World Bank and IDB presidents to visit Jamaica this week
Jamaica and Peru are the first countries being visited by new World Bank President Ajay Banga on a months-long global tour starting this week, which is being described as a new playbook for the 78-year-old institution.
Jamaica’s Finance Minister Dr Nigel Clarke, in an opinion piece on Page 14 of today’s Sunday Observer, states that Banga will be the first World Bank president to visit Jamaica and his presence here will be significant as, “among other things it speaks volumes about the opportunities for development that Jamaica has earned for herself”.
Clarke added that this will be a historic moment for another reason, as Kingston will also host, at the same time, the new president of the Inter-American Development Bank (IDB) Ilan Goldfajn.
The World Bank said that between now and December 2023, Banga, who assumed the presidency on June 2, will visit multiple countries in every region where the World Bank Group operates.
“During the impact-focused tour, Banga will work to reimagine strategic partnerships with other multilateral banks and development organisations, work to identify barriers for private sector investment, deepen the relationships between the World Bank Group and the countries it serves, and identify opportunities to maximise impact through knowledge, financing, and technical assistance,” the bank said.
“These intensive visits come at an important time for the World Bank Group and the global community.
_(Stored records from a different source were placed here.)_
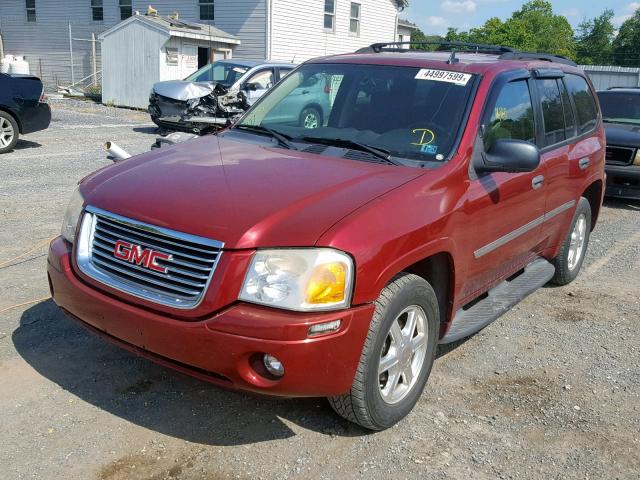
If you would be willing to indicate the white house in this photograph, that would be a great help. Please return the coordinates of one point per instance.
(55, 35)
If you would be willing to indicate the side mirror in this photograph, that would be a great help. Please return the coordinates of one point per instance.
(507, 155)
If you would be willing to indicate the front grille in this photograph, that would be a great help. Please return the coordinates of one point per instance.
(620, 155)
(177, 277)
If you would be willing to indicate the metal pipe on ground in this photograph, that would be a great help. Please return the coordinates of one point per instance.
(116, 152)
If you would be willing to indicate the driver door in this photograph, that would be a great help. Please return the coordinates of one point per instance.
(503, 211)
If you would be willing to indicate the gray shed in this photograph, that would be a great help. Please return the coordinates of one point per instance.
(145, 49)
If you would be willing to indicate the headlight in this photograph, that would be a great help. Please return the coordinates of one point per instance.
(72, 215)
(299, 279)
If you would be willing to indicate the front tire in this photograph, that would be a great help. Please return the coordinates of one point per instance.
(397, 355)
(9, 132)
(569, 261)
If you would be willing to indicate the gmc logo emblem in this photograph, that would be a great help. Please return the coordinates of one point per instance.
(140, 256)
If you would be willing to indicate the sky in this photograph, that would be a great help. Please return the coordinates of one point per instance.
(435, 16)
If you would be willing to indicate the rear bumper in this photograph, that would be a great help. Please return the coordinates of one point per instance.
(223, 348)
(35, 118)
(623, 181)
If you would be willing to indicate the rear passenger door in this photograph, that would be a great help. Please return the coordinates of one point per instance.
(569, 151)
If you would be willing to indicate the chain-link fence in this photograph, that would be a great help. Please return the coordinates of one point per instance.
(62, 54)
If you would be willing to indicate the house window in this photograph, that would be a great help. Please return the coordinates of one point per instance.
(354, 21)
(97, 12)
(206, 9)
(31, 10)
(329, 15)
(125, 9)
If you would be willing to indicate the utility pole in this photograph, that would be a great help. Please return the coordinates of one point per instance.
(94, 60)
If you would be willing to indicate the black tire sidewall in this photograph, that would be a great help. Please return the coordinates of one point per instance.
(420, 293)
(16, 133)
(563, 274)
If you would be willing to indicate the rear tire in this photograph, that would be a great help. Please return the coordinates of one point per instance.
(569, 261)
(9, 132)
(397, 351)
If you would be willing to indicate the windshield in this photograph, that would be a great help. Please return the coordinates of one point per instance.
(411, 113)
(223, 73)
(618, 107)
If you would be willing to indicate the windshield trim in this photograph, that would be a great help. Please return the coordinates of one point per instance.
(462, 127)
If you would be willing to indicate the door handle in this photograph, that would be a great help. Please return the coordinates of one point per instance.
(583, 163)
(537, 182)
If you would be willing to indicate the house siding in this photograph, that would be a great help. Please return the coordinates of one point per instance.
(45, 43)
(293, 22)
(139, 62)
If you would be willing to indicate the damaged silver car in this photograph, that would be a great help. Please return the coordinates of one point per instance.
(212, 96)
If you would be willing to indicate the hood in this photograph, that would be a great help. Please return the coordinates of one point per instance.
(242, 194)
(182, 90)
(623, 135)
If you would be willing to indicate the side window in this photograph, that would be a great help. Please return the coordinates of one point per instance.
(512, 115)
(585, 103)
(262, 79)
(569, 119)
(552, 112)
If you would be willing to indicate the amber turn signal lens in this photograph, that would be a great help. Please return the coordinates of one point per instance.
(327, 284)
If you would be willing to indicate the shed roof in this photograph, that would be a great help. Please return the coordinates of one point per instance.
(177, 28)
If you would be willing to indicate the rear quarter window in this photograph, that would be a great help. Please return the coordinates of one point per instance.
(585, 103)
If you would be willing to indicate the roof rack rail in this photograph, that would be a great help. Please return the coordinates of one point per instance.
(505, 53)
(545, 57)
(395, 47)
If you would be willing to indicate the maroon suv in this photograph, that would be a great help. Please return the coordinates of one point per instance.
(440, 190)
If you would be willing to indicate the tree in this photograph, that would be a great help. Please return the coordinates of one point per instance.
(533, 28)
(418, 36)
(595, 40)
(625, 46)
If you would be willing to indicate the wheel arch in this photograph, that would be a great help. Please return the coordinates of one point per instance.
(593, 193)
(7, 110)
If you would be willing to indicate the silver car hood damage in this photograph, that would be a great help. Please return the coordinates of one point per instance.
(181, 90)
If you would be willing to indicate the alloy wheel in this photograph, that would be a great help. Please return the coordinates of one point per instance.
(576, 245)
(403, 353)
(6, 133)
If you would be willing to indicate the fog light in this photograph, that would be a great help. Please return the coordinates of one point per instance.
(322, 328)
(273, 365)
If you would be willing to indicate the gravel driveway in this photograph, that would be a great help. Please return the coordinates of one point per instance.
(550, 390)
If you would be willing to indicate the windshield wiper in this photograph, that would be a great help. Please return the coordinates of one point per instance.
(377, 152)
(280, 137)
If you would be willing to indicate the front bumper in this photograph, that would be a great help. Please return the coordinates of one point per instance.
(623, 181)
(223, 348)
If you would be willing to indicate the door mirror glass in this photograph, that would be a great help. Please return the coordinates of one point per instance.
(507, 155)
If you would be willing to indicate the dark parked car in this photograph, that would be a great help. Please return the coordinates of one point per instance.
(621, 113)
(22, 108)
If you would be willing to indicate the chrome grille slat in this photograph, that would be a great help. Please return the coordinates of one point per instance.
(124, 227)
(111, 245)
(188, 273)
(100, 231)
(145, 279)
(108, 257)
Intertwined challenges — poverty, climate, pandemics, conflict, and fragility — have made development more difficult, eroding a decade of progress in a matter of months,” the bank added.
It said it is being asked to evolve and lead global efforts to lift up lower income countries while improving quality of life in middle income countries. “At the same time, the institution must confront the climate crisis, debt, food insecurity, pandemics, and fragility; and accelerate access to clean air, water, and energy.”
Noting that Banga will be joined on the tour by the IDB’s Goldfajn, the World Bank said the two leaders will explore opportunities for greater collaboration and coordination to maximise both institutions’ joint impact for people.
Banga began his first day at the helm of the World Bank Group as it grapples with questions about its future direction.
“We are at a critical moment in the arc of humanity and the planet,” Banga wrote in an e-mail to staff obtained by AFP, calling on the bank to “evolve” to meet the challenges it now faces.
An Indian-born, naturalised US citizen, Banga was nominated to the position by US President Joe Biden after a successful business career which included a long stretch running the payments company Mastercard.
Banga, 63, has taken over from David Malpass as the bank’s 14th president on a pledge to expand the role of the private sector in addressing the world’s development needs.
“The World Bank’s challenge is clear: It must pursue both climate adaptation and mitigation, it must reach out to lower income countries without turning its back on middle income countries, it must think globally but recognise national and regional needs, it must embrace risk but do so prudently,” he said in his e-mail.
“Change is appropriate for the World Bank. It isn’t a symptom of failure or drift or irrelevance, it is a symptom of opportunity, life, and importance,” he added.